Monday, Aug. 28, 1995
MILESTONES
RECOVERING. MICHAEL STIPE, 35, singer; from a hernia operation. R.E.M.'s frontman learned of his condition just before a recent concert in Prague by the surgery-prone band (the drummer had an aneurysm fixed in March). Well, everybody hurts sometimes: Stipe warbled through the Prague show anyway, then flew to Atlanta for the procedure.
DIED. ALISON HARGREAVES, 33, Scottish mountaineer; on K2, in Pakistan. The first woman to scale Everest without using oxygen, Hargreaves was hit by an avalanche on the world's second-highest peak .
DIED. JOHN CAMERON SWAYZE, 89, newscaster turned pitchman; in Sarasota, Florida. Swayze found fame in 1949 "hopscotching the world for headlines" on Camel News Caravan, a network-news prototype. The Kansan later attained pop icondom hawking Timex watches, the ones that would "take a licking and keep on ticking."

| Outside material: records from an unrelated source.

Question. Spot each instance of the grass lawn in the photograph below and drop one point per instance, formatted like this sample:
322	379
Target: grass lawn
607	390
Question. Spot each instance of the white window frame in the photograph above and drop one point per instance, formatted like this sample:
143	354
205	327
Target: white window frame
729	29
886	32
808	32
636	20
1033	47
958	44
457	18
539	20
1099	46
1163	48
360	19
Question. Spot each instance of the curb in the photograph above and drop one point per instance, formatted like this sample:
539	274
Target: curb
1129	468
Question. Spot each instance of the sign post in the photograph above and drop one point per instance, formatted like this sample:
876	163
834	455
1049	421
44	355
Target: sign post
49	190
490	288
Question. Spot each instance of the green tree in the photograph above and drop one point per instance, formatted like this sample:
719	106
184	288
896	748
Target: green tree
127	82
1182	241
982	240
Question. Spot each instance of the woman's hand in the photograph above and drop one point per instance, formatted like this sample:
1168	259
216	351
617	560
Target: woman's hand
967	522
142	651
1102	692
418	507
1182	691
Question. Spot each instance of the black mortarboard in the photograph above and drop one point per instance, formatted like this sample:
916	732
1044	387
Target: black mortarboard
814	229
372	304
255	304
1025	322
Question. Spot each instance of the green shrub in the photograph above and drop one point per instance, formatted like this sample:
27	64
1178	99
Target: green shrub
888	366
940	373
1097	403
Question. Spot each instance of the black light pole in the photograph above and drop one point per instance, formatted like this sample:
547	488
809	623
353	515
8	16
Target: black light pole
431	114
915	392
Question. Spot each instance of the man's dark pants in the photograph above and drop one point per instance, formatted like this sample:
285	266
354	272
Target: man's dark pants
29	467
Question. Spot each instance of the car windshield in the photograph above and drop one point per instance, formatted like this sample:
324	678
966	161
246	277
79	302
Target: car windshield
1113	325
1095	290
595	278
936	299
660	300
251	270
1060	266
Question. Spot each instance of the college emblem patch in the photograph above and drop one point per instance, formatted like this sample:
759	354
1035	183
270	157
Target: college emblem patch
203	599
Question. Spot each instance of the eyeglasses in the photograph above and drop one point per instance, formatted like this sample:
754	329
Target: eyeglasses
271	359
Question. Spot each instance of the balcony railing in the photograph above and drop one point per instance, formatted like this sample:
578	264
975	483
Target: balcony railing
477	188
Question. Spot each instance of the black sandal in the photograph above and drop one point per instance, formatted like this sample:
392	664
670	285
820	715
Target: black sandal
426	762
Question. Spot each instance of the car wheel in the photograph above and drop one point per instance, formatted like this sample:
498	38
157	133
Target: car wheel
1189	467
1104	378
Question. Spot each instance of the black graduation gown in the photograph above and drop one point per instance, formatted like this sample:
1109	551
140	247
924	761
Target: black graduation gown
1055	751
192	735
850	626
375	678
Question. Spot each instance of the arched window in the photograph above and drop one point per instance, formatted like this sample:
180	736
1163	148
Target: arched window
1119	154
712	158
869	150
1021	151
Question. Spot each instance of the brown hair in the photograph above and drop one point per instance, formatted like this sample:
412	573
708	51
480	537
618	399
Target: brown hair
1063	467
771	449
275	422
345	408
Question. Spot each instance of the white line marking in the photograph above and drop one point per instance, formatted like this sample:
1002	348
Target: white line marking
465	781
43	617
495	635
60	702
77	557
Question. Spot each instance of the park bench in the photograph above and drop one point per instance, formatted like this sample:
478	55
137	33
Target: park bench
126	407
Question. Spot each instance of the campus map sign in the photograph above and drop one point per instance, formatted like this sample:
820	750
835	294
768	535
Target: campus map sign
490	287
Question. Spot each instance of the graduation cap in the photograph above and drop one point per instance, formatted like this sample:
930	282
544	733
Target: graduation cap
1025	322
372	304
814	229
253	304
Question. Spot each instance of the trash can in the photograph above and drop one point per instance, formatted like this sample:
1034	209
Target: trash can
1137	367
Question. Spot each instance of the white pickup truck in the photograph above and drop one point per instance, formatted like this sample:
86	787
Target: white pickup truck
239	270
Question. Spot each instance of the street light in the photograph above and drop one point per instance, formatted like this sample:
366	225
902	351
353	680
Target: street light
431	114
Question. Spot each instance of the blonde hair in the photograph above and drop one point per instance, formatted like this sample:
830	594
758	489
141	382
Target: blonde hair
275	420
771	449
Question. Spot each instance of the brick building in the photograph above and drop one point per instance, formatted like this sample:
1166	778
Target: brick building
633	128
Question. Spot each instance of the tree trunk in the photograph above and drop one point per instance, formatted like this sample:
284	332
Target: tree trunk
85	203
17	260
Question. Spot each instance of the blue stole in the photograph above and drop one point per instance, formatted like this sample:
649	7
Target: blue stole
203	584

DIED. OVETA CULP HOBBY, 90, public servant and newspaper executive; in Houston. No job was too big for the "Little Colonel," who in 1941 rose from co-managing the Houston Post to commanding the Women's Army Corps. She was appointed the nation's first Secretary of Health, Education and Welfare in 1953; her resignation two years later prompted Treasury Secretary George Humphrey to gasp, "What? The best man in the Cabinet?"
DIED. HOWARD KOCH, 93, screenwriter; in Woodstock, New York. A lawyer, Koch wrote radio plays for Orson Welles' Mercury Theatre, notably 1938's panic-provoking War of the Worlds broadcast. His fine craft illuminated film scripts for Casablanca (1942), Letter from an Unknown Woman (1948) and-notoriously-the Soviet-friendly Mission to Moscow in 1943. Though not a communist, Koch was blacklisted in the 1950s. He outlived his vilifiers, enduring with grace and grit worthy of Bogart's Rick.